Cakka menatap Oik, tak percaya, “Ik, kamu masih ingat kan, apa janjimu pada Obiet?”
“Tapi kita gag bisa nyembunyiin ini terlalu lama! Debo juga harus tau semua ini!” seru Oik, sesenggukan. Cakka melenguh dan akhirnya ia pun menyerah. Oik mengalihkan pandangannya pada Debo, “Debo, dengar aku…”
Debo memandang mata Oik yang sembab. Tampak keraguan yang terpancar dari raut wajahnya. “katakan…” ucapnya pelan.
“Obiet terkena ‘sirosis’… Kanker hati…”
-
Debo mengerutkan keningnya, saat mamanya masuk ke dalam kamar perawatannya dengan tergesa-gesa. Dan yang membuatnya lebih heran lagi, mamanya hanya diam saat dirinya bertanya, “Ada apa?”.
Perlahan, air mata mulai menetes dari mata sang mama. “Ma? Mama kenapa?” seru Debo panik. Mama Debo tetap menangis, namun beberapa saat kemudian ia menatap mata Debo, dalam. “Dede’...” Perlahan jemarinya memegang kedua pipi Debo, lembut. Debo sama sekali tak mengerti.
“Barusan, mama diberitau ayah Cakka… Dia bilang… Dia─dia bilang…” Mama Debo tampak sulit meneruskan perkataannya. Di satu sisi, ia merasa tak tega harus mengatakannya. Namun, di sisi lain, ia berpendapat bahwa Debo harus tau hal ini.
“Ma?”
Mama Nur memandang Debo, nanar. Kemudian perlahan ia membuka mulutnya kembali. “Saat kamu dilarikan ke rumah sakit beberapa hari yang lalu… Dokter mengatakan sesuatu pada ayah Cakka. Dokter bilang… kaki kamu harus diamputasi…”
-
Debo menghentikan kursi rodanya sesampainya di taman RS. Satu hal yang menjadi rutinitas Debo beberapa hari ini.
Merenung.
Sejak semua ketidak mengertiannya terungkap, kenyataan-kenyataan pahit terlihat jelas di hadapannya. Dalam hati, ia terus-terusan merutuk takdirnya! Ia bahkan sempat protes pada Tuhan, yang selalu memberikan cobaan yang tiada henti terhadapnya.

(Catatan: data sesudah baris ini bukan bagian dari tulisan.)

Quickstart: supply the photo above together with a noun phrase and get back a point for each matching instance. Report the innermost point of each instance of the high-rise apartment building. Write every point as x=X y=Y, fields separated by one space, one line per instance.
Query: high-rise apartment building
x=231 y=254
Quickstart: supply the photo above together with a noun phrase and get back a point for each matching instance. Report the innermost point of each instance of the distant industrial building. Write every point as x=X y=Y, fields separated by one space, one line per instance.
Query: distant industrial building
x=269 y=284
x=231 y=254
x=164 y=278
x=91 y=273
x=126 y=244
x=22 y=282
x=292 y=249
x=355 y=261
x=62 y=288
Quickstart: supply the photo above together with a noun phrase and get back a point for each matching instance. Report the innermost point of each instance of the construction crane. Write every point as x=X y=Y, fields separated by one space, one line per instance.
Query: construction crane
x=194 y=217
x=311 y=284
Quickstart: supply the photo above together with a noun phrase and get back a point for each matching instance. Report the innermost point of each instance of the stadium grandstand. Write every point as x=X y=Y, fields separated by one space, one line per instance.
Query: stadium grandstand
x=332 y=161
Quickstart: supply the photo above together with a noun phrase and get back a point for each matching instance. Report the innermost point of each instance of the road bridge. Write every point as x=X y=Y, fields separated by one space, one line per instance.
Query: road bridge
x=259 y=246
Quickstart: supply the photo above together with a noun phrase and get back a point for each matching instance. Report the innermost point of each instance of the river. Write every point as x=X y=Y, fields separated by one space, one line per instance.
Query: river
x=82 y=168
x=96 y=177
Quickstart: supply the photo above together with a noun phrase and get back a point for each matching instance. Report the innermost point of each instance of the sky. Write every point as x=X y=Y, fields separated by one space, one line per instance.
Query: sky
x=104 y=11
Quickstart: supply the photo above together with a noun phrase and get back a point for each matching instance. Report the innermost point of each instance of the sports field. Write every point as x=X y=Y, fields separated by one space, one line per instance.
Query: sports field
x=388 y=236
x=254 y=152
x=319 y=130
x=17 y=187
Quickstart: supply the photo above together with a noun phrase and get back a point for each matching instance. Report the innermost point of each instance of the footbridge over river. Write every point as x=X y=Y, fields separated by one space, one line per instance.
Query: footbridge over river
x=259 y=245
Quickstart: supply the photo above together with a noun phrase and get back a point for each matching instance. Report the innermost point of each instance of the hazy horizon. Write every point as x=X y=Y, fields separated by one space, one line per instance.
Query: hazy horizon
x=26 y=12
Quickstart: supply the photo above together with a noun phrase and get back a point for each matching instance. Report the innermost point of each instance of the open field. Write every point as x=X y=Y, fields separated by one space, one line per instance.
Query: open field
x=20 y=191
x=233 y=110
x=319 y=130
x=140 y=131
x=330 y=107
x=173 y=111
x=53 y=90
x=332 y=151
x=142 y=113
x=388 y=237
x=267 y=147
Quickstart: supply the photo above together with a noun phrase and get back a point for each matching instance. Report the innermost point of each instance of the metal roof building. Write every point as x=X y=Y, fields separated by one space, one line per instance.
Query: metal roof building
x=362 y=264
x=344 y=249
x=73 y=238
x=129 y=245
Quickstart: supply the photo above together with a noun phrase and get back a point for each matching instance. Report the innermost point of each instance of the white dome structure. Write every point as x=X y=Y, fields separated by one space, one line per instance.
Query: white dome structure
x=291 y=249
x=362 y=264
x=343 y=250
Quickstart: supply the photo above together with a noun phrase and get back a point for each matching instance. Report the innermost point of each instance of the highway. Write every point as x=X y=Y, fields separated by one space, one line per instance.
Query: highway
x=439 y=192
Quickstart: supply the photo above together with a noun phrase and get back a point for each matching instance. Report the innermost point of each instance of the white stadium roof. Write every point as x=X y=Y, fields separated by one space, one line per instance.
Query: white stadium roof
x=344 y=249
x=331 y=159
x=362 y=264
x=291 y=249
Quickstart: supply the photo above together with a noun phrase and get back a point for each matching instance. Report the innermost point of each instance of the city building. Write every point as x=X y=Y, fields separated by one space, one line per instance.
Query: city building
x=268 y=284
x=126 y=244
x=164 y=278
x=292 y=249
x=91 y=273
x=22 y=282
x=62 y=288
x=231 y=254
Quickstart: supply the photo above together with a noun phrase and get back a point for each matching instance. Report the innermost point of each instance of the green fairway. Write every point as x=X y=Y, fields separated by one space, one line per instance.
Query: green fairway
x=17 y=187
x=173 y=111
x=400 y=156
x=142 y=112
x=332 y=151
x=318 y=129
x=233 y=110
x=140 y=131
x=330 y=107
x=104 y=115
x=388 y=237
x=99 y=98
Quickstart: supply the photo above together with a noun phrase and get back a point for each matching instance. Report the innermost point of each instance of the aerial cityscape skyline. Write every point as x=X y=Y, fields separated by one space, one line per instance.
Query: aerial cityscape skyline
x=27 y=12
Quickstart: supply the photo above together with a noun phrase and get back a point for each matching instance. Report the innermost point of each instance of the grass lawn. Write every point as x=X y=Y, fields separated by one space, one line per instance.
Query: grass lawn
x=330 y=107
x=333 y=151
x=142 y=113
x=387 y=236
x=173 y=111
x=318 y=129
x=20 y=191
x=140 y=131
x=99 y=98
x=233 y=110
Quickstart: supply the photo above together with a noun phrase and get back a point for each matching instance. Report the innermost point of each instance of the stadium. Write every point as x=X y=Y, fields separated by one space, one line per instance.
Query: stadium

“Dokter bilang… kaki kamu harus diamputasi…”
Debo tersenyum kecut ketika perkataan mamanya tempo hari, terngiang kembali dalam benaknya. Ia beranggapan, ‘buat apa aku hidup tanpa sepasang kaki? hanya akan menambah beban orang-orang disekitarku!’
Debo memejamkan matanya perlahan. Menghirup udara sore yang beraroma sejuk sehabis hujan. Tiba-tiba, entah dari mana asalnya, bayangan Obiet terlintas begitu saja dalam benaknya.
“Jarak bukanlah alasan untuk memutuskan persahabatan…”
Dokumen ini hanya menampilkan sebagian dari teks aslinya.